Nama Paul Cumming mungkin terdengar asing
bagi generasi muda Indonesia hari ini. Tapi Paul Cumming adalah nama
besar di Indonesia, khususnya dalam dunia sepakbola dekade 80-an.
Di era Galatama, pelatih asal Inggris ini
tercatat pernah membesut klub asal Jakarta, Indonesia Muda dari 1981
hingga 1983. Ia juga pernah membawa Perseman Manokwari menjadi juara
Divisi I tahun 1983.
Sebagai orang asing yang tinggal puluhan
tahun di Indonesia dan kini sudah mengantongi status kewarganegaraan
Indonesia, pria 67 tahun ini berbagi cerita tentang rasa cintanya pada
Nusantara.
“Malam pun saya mimpi dalam Bahasa
Indonesia. Haha,” ujar penggemar Liverpool ini kepada CNN Indonesia
melalui sambungan telepon, Selasa (28/10/2014).
Rasa cintanya terhadap Indonesia diakui
Paul muncul akibat keindahan alam yang luar biasa yang ada di bumi
Indonesia. “Di dunia tidak ada yang menyamai keindahan gunung dan hutan
di Indonesia,” tutur pria kelahiran 8 Agustus 1947.
Berangkat dari rasa cinta yang mendalam
kepada bumi Indonesia inilah Paul memutuskan untuk pindah
kewarganegaraan, meski kemudian ia harus bersabar karena proses panjang
yang harus ia lalui.
Tanggal 10 November 1999 menjadi hari
bersejarah baginya. Setelah penantian panjang selama 19 tahun, di hari
itu ia akhirnya resmi menjadi WNI. Meski sebenarnya ia paham bahwa di
Indonesia lazim ada cara instan untuk mendapatkan status WNI, namun
dirinya dengan tegas enggan mengambil jalan pintas itu.
“Saya tidak mau, itu tidak sesuai dengan diri saya.

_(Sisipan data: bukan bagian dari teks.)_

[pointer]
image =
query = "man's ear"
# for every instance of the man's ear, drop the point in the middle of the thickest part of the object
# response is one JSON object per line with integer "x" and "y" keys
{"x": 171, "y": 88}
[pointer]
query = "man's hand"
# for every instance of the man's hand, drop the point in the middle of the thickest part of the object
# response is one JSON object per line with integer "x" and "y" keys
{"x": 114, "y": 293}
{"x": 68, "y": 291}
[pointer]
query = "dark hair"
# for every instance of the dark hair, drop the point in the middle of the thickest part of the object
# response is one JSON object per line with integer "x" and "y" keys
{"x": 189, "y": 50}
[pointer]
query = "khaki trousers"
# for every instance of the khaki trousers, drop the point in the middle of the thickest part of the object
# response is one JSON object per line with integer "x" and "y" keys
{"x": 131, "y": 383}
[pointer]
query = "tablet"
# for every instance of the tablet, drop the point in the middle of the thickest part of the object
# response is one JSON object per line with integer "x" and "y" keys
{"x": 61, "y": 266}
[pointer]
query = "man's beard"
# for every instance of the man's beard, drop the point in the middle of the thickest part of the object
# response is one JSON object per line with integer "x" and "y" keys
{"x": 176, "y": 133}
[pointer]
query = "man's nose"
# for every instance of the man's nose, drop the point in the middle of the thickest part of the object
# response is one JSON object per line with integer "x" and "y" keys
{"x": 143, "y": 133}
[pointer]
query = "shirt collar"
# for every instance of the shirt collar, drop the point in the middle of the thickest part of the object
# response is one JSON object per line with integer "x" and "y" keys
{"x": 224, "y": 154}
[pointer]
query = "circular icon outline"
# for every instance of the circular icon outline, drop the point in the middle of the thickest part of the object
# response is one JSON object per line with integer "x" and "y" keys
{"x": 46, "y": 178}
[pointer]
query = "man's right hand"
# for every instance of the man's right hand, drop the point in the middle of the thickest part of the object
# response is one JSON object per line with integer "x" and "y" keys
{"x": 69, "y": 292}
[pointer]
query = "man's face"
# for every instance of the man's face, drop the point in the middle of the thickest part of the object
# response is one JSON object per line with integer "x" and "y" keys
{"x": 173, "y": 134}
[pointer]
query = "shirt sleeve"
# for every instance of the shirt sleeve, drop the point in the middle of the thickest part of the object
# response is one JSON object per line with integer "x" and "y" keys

Saya tetap ikuti aturan yang ada,” kata Paul Cumming.
Tak seperti sekarang naturalisasi pemain
maupun pelatih asing terasa begitu mudah, waktu itu Paul menjelaskan
aturan dari pihak imigrasi mewajibkan WNA yang ingin pindah
kewarganegaraan harus tinggal selama kurang lebih 15 tahun di Indonesia.

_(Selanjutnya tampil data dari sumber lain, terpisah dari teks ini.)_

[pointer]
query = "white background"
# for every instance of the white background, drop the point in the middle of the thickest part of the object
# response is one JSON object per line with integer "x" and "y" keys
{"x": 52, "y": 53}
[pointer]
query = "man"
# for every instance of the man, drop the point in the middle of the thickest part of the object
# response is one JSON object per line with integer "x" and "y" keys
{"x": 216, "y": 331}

Penantian panjang untuk memperoleh status
WNI membuat Paul betul-betul meresapi Indonesia dalam dirinya. Ia
mengatakan sangat puas atas perjuangannya selama belasan tahun mengurus
proses tersebut.
“Saya orang asing pertama di Bandar
Lampung yang jadi WNI,” kata pria 67 tahun yang mengaku takut naik
pesawat itu dengan nada bangga.
Paul mengaku sangat terkesan dengan
kehangatan yang ia terima dari masyarakat Bandar Lampung kala itu. Paul
pun menceritakan bagaimana ia menggelar pesta di pantai bersama dengan
warga di hari di mana ia akhirnya sah menjadi WNI.

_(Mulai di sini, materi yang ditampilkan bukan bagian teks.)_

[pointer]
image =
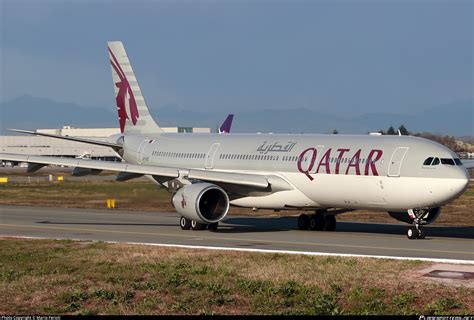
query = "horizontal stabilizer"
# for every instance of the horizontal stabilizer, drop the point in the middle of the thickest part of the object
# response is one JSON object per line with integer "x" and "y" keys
{"x": 76, "y": 139}
{"x": 33, "y": 167}
{"x": 80, "y": 172}
{"x": 469, "y": 164}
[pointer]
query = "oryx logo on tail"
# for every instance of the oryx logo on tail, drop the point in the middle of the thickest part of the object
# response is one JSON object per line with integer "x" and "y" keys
{"x": 126, "y": 104}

“Tidak ada motivasi lain mengapa saya mau
menjadi WNI, saya cinta Indonesia,” ucapnya. Setelah mendapat status
WNI, hari-harinya di Indonesia pun tidaklah semudah yang ia kira. Tahun
1998 ia dipecat dari Perserikatan Sepakbola Bandar Lampung (PSBL),
tempat ia melatih sejak tahun 1991, akibat krisis moneter yang berimbas
buruk pada keuangan klub.
Paul harus menyambung hidup dengan
membuka usaha persewaan perahu. Ia harus bertahan dari teror yang
dilakukan oleh preman-preman setempat. Malahan pada 2001, Paul
menceritakan ia pernah ditusuk oleh preman bersenjata tanpa alasan yang
jelas.
Meski berkali-kali menelan pil pahit, hal
itu tidak menurunkan kecintaannya pada Indonesia. Ia selalu memandang
apa yang dialaminya dengan positif.
“Saya yakin di Indonesia banyak orang
baik, saya hanya berpikir orang Indonesia itu jujur dan ramah. Itu yang
membuat saya tetap bertahan sampai hari ini,” kata Paul.
Saat ini Paul menghabiskan masa tuanya
bersama sang istri di rumah kecil di kaki Gunung Semeru. Sehari-hari ia
menyambung hidup dengan membuka usaha persewaan game di rumahnya.
“Kadang satu hari hanya dapat lima ribu, kadang tiga puluh ribu,”
ucapnya tanpa nada mengeluh.
Meski hasilnya tak menentu, Paul sangat
menikmati hidupnya di Indonesia dan enggan untuk kembali lagi ke negeri
asalnya. Sesekali, Paul juga masih mengikuti perkembangan berita
sepakbola Indonesia dari koran yang ia baca.
“Saya betul-betul sangat cinta dengan
Indonesia,” ujar Paul yang dua minggu lalu baru saja menjalani operasi
kanker untuk kedua kalinya, menutup perbincangan di hari itu.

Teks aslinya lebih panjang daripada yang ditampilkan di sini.